Six-weeks following, the patient was once again asked the subjective questions regarding his therapy as previously noted. The only change noted was his comment that he seems to be “snoring a little” as per his wife. The appliance was calibrated by 1.0 mm forward advancement. Once again it is noted that there is no patient complaint of appliance discomfort. He was re-appointed for a six-week follow-up appointment and informed to contact the office should he have any discomfort or questions. Appropriate documentation was noted in the patients EMR and communicated to his appropriate health care providers.
After approximately four months of Oral Appliance Therapy and appropriate calibration based on his subjective comments he was re-evaluated with a PSG to document efficacy of treatment. The PSG with oral appliance therapy revealed an AHI of 4.6/hour and Nadir SpO2 of 90%.

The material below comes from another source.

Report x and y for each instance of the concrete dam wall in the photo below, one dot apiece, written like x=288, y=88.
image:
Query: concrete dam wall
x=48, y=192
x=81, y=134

It is my opinion that follow-up testing should be delayed for approximately four to six months post Oral Appliance delivery to allow the body to heal. It is interesting to note in a recent study by Hoyos et al “CPAP treatment increased IGF-1 levels after 12 weeks but not 6 weeks, with a further increase at 24 weeks. These findings indicate that CPAP improves specific components of the GH/IGF-1 axis by improvement in hypoxemia in middle-aged men with OSA in a time-dependent manner. Future research should incorporate these findings when investigating any time-dependent improvements into longer-term measures of cardiometabolic health, in the ever-increasing population of those with OSA.”18
The technique and protocol described can be utilized with any type of Oral Appliance and any number of dental implants. The author has had experience in utilization of various appliance designs (Figs. 19A and 19B). My personal experience had led me to select appliance designs that do not rigidly connect the mandible to the maxilla. Appliances that rigidly connect the mandible to the maxilla have a tendency to un-seat the mandibular component from the attachments or dislodge the maxillary component. Careful selection of appliance design is indicated based on the above recommendation.
As was previously noted, treatment of the edentulous population with Oral Appliance Therapy can be challenging due to instability of the prosthesis as a result of bone loss. The addition of two mandibular implants is now considered to be the Standard of Care providing excellent retention of the complete mandibular denture during wakefulness. These implants can also provide retention of an Oral Appliance for the PAP intolerant edentulous population during sleep.